The Cthaat Aquadingen, Von Junzt’s Unaussprechlichen Kulten, Feery’s Notes on the Necronomicon and that same author’s study of the Book of Dzyan, and a musty, leather-jacketed volume whose spine bore the faded and conjectural legend Ghorl Nigral.


Perhaps more surprisingly, the father's secret texts include old copies of Weird Tales, a set of the Selected Letters of H. P. Lovecraft, and a copy of the Arkham House revisions anthology The Horror in the Museum, which reprinted "The Diary of Alonzo Typer".
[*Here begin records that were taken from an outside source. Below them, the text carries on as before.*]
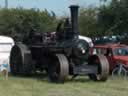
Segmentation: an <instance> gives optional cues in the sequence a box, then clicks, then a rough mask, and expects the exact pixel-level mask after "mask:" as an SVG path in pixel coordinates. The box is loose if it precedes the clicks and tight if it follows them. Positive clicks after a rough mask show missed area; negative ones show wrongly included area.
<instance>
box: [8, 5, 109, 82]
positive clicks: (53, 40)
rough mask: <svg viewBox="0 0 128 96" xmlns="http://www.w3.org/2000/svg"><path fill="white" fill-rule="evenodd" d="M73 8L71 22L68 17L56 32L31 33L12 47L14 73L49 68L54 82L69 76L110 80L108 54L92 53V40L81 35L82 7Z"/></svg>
mask: <svg viewBox="0 0 128 96" xmlns="http://www.w3.org/2000/svg"><path fill="white" fill-rule="evenodd" d="M70 9H71V22H70V20H69V19H66V20H65V23H64V24H63V27H62V24H61V23H60V24H58V27H57V30H56V32H52V33H48V32H46V33H37V32H36V33H30V34H29V36H28V37H27V38H26V39H25V40H23V42H22V43H17V44H16V45H15V46H14V47H13V48H12V51H11V56H10V65H11V71H12V73H13V74H15V73H25V74H27V73H30V72H32V71H37V70H39V71H43V70H44V69H45V70H46V71H47V72H48V77H49V80H50V81H52V82H58V81H63V80H64V79H65V77H66V76H68V75H73V76H77V75H88V76H89V77H90V78H91V79H93V80H101V81H105V80H106V79H107V76H108V71H109V69H108V68H109V66H108V65H109V64H108V61H107V59H106V57H105V56H97V55H94V56H89V45H88V43H87V42H86V41H85V40H81V39H79V38H78V35H79V32H78V6H76V5H73V6H70ZM17 54H19V55H17ZM101 58H102V59H101Z"/></svg>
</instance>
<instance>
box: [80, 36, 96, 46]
mask: <svg viewBox="0 0 128 96" xmlns="http://www.w3.org/2000/svg"><path fill="white" fill-rule="evenodd" d="M79 39H83V40H85V41H86V42H87V43H88V44H89V47H93V46H94V44H93V42H92V39H91V38H89V37H86V36H82V35H79Z"/></svg>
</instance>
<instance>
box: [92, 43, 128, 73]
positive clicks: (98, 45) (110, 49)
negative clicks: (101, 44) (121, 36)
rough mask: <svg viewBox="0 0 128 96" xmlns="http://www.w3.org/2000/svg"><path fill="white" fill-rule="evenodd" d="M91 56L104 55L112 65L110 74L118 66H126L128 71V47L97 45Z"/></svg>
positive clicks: (111, 64) (112, 44)
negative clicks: (117, 65)
mask: <svg viewBox="0 0 128 96" xmlns="http://www.w3.org/2000/svg"><path fill="white" fill-rule="evenodd" d="M91 54H104V55H105V56H107V59H108V61H109V64H110V72H112V71H113V69H114V68H115V67H116V66H117V65H118V64H124V65H125V67H126V69H127V70H128V46H127V45H123V44H106V45H95V46H94V47H93V48H92V49H91Z"/></svg>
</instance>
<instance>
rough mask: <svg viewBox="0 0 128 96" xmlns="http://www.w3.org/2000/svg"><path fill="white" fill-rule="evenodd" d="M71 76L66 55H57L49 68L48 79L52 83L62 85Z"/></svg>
mask: <svg viewBox="0 0 128 96" xmlns="http://www.w3.org/2000/svg"><path fill="white" fill-rule="evenodd" d="M68 74H69V63H68V60H67V58H66V56H65V55H63V54H56V56H54V57H53V58H52V60H51V64H49V66H48V77H49V81H50V82H54V83H62V82H64V80H65V78H66V77H67V76H68Z"/></svg>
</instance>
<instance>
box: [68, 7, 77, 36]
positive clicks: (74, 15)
mask: <svg viewBox="0 0 128 96" xmlns="http://www.w3.org/2000/svg"><path fill="white" fill-rule="evenodd" d="M69 8H70V11H71V23H72V25H71V26H72V36H73V38H78V35H79V31H78V9H79V6H78V5H71V6H70V7H69Z"/></svg>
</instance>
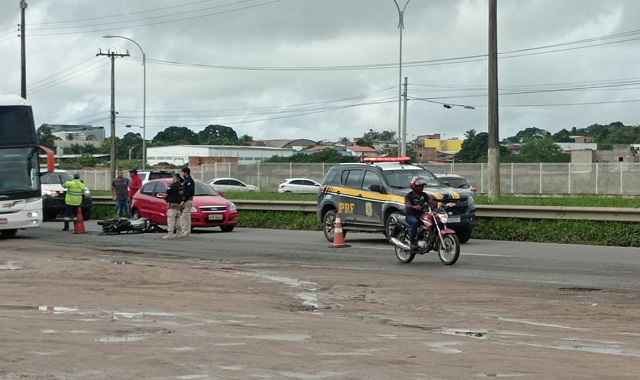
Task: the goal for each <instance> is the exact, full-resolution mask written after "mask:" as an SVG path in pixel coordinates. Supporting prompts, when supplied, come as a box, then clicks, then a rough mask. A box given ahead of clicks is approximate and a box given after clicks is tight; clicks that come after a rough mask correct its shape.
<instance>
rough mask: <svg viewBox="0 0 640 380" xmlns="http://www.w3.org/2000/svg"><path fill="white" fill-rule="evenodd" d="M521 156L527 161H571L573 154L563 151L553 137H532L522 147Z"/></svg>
mask: <svg viewBox="0 0 640 380" xmlns="http://www.w3.org/2000/svg"><path fill="white" fill-rule="evenodd" d="M520 157H521V159H522V160H523V161H525V162H569V161H571V156H570V155H568V154H565V153H562V149H561V148H560V147H559V146H558V145H556V143H555V141H553V138H551V137H545V138H543V139H531V140H529V141H527V142H525V143H524V144H522V147H521V148H520Z"/></svg>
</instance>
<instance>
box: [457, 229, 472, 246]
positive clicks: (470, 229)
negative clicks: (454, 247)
mask: <svg viewBox="0 0 640 380" xmlns="http://www.w3.org/2000/svg"><path fill="white" fill-rule="evenodd" d="M472 232H473V231H472V230H471V228H460V229H457V230H456V235H457V236H458V240H459V241H460V243H466V242H468V241H469V239H471V233H472Z"/></svg>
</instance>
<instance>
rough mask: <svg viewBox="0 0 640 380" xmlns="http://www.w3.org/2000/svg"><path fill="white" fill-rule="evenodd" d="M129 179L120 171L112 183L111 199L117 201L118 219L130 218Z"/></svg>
mask: <svg viewBox="0 0 640 380" xmlns="http://www.w3.org/2000/svg"><path fill="white" fill-rule="evenodd" d="M129 183H130V181H129V178H124V173H123V172H122V170H118V175H117V177H116V179H114V180H113V182H111V199H112V200H114V201H116V218H128V217H129Z"/></svg>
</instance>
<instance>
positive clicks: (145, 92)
mask: <svg viewBox="0 0 640 380" xmlns="http://www.w3.org/2000/svg"><path fill="white" fill-rule="evenodd" d="M102 37H103V38H122V39H124V40H127V41H131V42H133V43H134V44H136V46H137V47H138V48H139V49H140V52H141V53H142V169H143V170H144V169H145V165H146V164H147V56H146V54H144V50H142V47H141V46H140V44H138V43H137V42H135V41H134V40H132V39H131V38H128V37H124V36H112V35H109V34H107V35H106V36H102Z"/></svg>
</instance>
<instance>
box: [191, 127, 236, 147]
mask: <svg viewBox="0 0 640 380" xmlns="http://www.w3.org/2000/svg"><path fill="white" fill-rule="evenodd" d="M197 139H198V142H199V143H200V144H203V145H236V144H238V134H237V133H236V131H234V130H233V128H231V127H225V126H224V125H218V124H215V125H208V126H206V127H205V128H204V129H203V130H202V131H200V132H198V134H197Z"/></svg>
The father's effects also included a medallion (later found to have originated in Yian-Ho) , "not quite circular, perhaps two inches across at its widest point." Despite its small size, the medallion bears a fantastically detailed engraving depicting "a burst of light beyond a horizon of strangely angled architectural structures, windowless towers and turrets whose unbalanced geometry made them seem both concave and convex." In the foreground are a host of figures who seem to be fleeing "the approach of some awesome event or Being":

One of them, anthropomorphic, the air elemental, strode above, his great feet hidden in the clouds, whilst the other—a vaguely octopoid shape, and yet also having features loosely manlike—slithered or flopped below. Both had faces, the expressions demoniac.


He later identifies these as the entities Ithaqua and Cthulhu; others are left as an exercise for the reader:

There was a black goat shape, satanic in its bipedal, upright flight; a mass of surging bubbles; a seething something that boiled forward upon the earth; a spider-thing of many jointed legs; a featureless, leathery slug thing; a heaving monstrosity of tossing tentacles, claws and eyes, oh, and others quite beyond my limited powers of description.


There is as well a letter to the father from his great-uncle Victor Gibson (c. 1835-1920), who was "a Professor of Anthropology, specializing in Ethnology and Mythology, at Heidelberg" until he retired in 1895. It turns out that Typer was a student of his, and that he is the V__ mentioned in Typer's diary as the source of forbidden knowledge. Uncle Victor warned his nephew, "There’s that in your blood which is bad," and that if he feels an attraction to the Yian-Ho medallion--"the soul-symbol of Those Who Wait and Whisper in Darkness and in Dreams, Those Who are Chained but will be Free"--then he should "destroy it at once if you can, and once and for all turn your eyes from the course of dark learning." Though he reflects, sensibly enough: "If the blood runs true in your veins my warning will be of little use. It may well have the opposite effect."

The culminating revelation is that John's parents made their own visit to the van der Heyl house outside Attica, New York, where they had their own encounter with an eldritch horror--an encounter that occurred nine months before Gibson's own birth.

Putting two and two together, John travels to the Hammersmith Institute for the Mentally Disturbed, where his mother Evangeline Gibson has been an inmate, to confront her with what he has deduced about his parentage. Left with no choice, she uses the Runes of Exorcism on him, which kills her and reduces him to "sticky stains".